Is it possible to scale an entire \begin{figure}?

You are looking for the macros

  • \resizebox{<h-length>}{<v-length>}{<content>} and
  • \scalebox{<h-scale>}[<v-scale>]{<content>}

from the graphics/graphicx packages (→ graphics manual, 3.3 “Scaling”, p. 3).

The \scalebox macro expects ratios like those you’d use in \includegraphics, you you would be using

\begin{figure}
    \scalebox{.5}{\input{plot.tex}}
\end{figure}

or, if you rather want to resize the content to a fixed width (or height),

\begin{figure}
    \resizebox{.9\linewidth}{!}{\input{plot.tex}}
\end{figure}

where ! means that the content gets resized so that it keeps its aspect ratio.

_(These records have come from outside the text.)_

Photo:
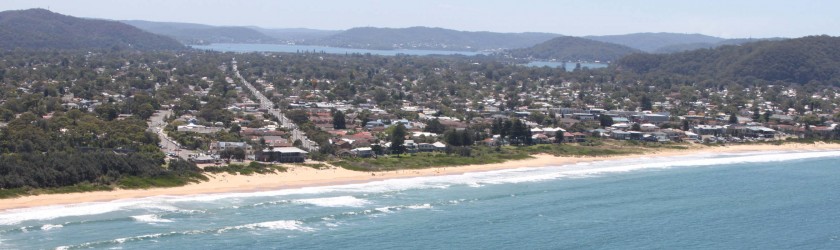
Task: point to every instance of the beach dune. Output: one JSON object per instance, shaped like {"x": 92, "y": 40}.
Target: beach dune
{"x": 299, "y": 176}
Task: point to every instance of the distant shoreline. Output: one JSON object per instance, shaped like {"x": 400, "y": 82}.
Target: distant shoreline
{"x": 299, "y": 176}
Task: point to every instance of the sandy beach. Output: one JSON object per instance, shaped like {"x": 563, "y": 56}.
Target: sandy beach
{"x": 299, "y": 176}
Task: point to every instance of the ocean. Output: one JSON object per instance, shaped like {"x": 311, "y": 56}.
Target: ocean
{"x": 286, "y": 48}
{"x": 766, "y": 200}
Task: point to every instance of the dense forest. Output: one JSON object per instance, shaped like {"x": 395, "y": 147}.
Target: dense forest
{"x": 813, "y": 59}
{"x": 431, "y": 38}
{"x": 40, "y": 29}
{"x": 201, "y": 34}
{"x": 574, "y": 49}
{"x": 653, "y": 42}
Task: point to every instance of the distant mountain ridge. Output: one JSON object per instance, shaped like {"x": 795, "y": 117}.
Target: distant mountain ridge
{"x": 672, "y": 42}
{"x": 430, "y": 39}
{"x": 568, "y": 48}
{"x": 799, "y": 60}
{"x": 42, "y": 29}
{"x": 190, "y": 33}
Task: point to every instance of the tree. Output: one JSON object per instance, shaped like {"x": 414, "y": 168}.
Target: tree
{"x": 434, "y": 126}
{"x": 235, "y": 129}
{"x": 558, "y": 136}
{"x": 298, "y": 116}
{"x": 398, "y": 139}
{"x": 646, "y": 104}
{"x": 339, "y": 121}
{"x": 605, "y": 120}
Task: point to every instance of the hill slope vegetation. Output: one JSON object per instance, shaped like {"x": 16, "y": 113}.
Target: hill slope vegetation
{"x": 40, "y": 29}
{"x": 569, "y": 48}
{"x": 801, "y": 60}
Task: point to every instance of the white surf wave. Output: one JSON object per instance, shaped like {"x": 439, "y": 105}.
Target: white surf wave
{"x": 581, "y": 170}
{"x": 15, "y": 216}
{"x": 292, "y": 225}
{"x": 341, "y": 201}
{"x": 48, "y": 227}
{"x": 150, "y": 218}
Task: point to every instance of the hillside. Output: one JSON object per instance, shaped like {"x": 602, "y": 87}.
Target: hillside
{"x": 695, "y": 46}
{"x": 189, "y": 33}
{"x": 652, "y": 42}
{"x": 430, "y": 38}
{"x": 801, "y": 60}
{"x": 296, "y": 35}
{"x": 569, "y": 48}
{"x": 39, "y": 29}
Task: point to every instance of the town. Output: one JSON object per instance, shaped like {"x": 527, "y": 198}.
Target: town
{"x": 258, "y": 107}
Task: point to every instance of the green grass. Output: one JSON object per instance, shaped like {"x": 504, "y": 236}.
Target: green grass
{"x": 135, "y": 182}
{"x": 479, "y": 155}
{"x": 580, "y": 150}
{"x": 487, "y": 155}
{"x": 79, "y": 188}
{"x": 319, "y": 166}
{"x": 252, "y": 168}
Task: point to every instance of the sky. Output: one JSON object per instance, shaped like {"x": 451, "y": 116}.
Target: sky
{"x": 722, "y": 18}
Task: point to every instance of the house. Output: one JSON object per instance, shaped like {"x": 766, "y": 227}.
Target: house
{"x": 218, "y": 147}
{"x": 655, "y": 118}
{"x": 203, "y": 159}
{"x": 648, "y": 127}
{"x": 626, "y": 135}
{"x": 363, "y": 152}
{"x": 282, "y": 154}
{"x": 201, "y": 129}
{"x": 584, "y": 116}
{"x": 568, "y": 137}
{"x": 425, "y": 147}
{"x": 540, "y": 139}
{"x": 714, "y": 130}
{"x": 410, "y": 146}
{"x": 579, "y": 137}
{"x": 374, "y": 124}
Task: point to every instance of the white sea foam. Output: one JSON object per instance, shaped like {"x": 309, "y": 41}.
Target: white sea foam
{"x": 341, "y": 201}
{"x": 150, "y": 218}
{"x": 272, "y": 225}
{"x": 421, "y": 206}
{"x": 581, "y": 170}
{"x": 48, "y": 227}
{"x": 16, "y": 216}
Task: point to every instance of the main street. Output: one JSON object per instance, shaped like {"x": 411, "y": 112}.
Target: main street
{"x": 167, "y": 145}
{"x": 268, "y": 105}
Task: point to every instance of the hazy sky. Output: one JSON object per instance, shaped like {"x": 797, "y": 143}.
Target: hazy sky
{"x": 725, "y": 18}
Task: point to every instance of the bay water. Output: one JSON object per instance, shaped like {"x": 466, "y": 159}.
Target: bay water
{"x": 756, "y": 200}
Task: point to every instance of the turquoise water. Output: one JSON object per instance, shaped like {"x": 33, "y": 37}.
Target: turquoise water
{"x": 570, "y": 66}
{"x": 244, "y": 48}
{"x": 771, "y": 200}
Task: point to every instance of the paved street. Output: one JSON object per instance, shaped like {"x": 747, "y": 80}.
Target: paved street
{"x": 156, "y": 124}
{"x": 285, "y": 122}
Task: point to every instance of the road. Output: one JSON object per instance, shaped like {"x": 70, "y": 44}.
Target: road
{"x": 156, "y": 125}
{"x": 268, "y": 105}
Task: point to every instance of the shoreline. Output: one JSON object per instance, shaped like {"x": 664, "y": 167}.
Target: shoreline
{"x": 300, "y": 176}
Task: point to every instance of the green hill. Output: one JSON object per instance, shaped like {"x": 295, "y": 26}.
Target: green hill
{"x": 40, "y": 29}
{"x": 431, "y": 39}
{"x": 801, "y": 60}
{"x": 569, "y": 48}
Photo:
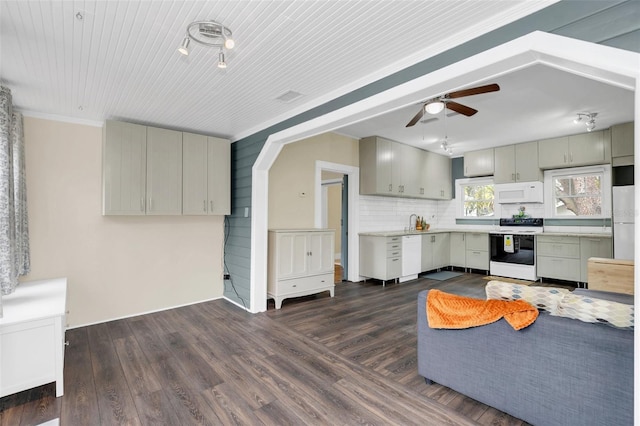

There exist also a starred version of \resizebox and you can use the lengths \height, \width, \totalheight and \depth to refer to the original sizes of the content; meaning the factor .5 could be used with \resizebox, too:

\begin{figure}
    \resizebox{.5\totalheight}{!}{\input{plot.tex}}
\end{figure}

If you're using subfigures that are scaled and want non-subfigure plots to match the others' layout, you can use the subfigure code as well with just one plot:

\begin{figure}[t]
  \centering
  \begin{subfigure}[b]{0.95\textwidth}
     \include{plot.tex}
  \end{subfigure}
  \caption{
    My caption...
  }
  \label{fig:myPlot}
\end{figure}

(In my case, using the other suggested answer left some components of the plot not matching -- maybe axis labels or legend, I forget -- thus my hacky approach.)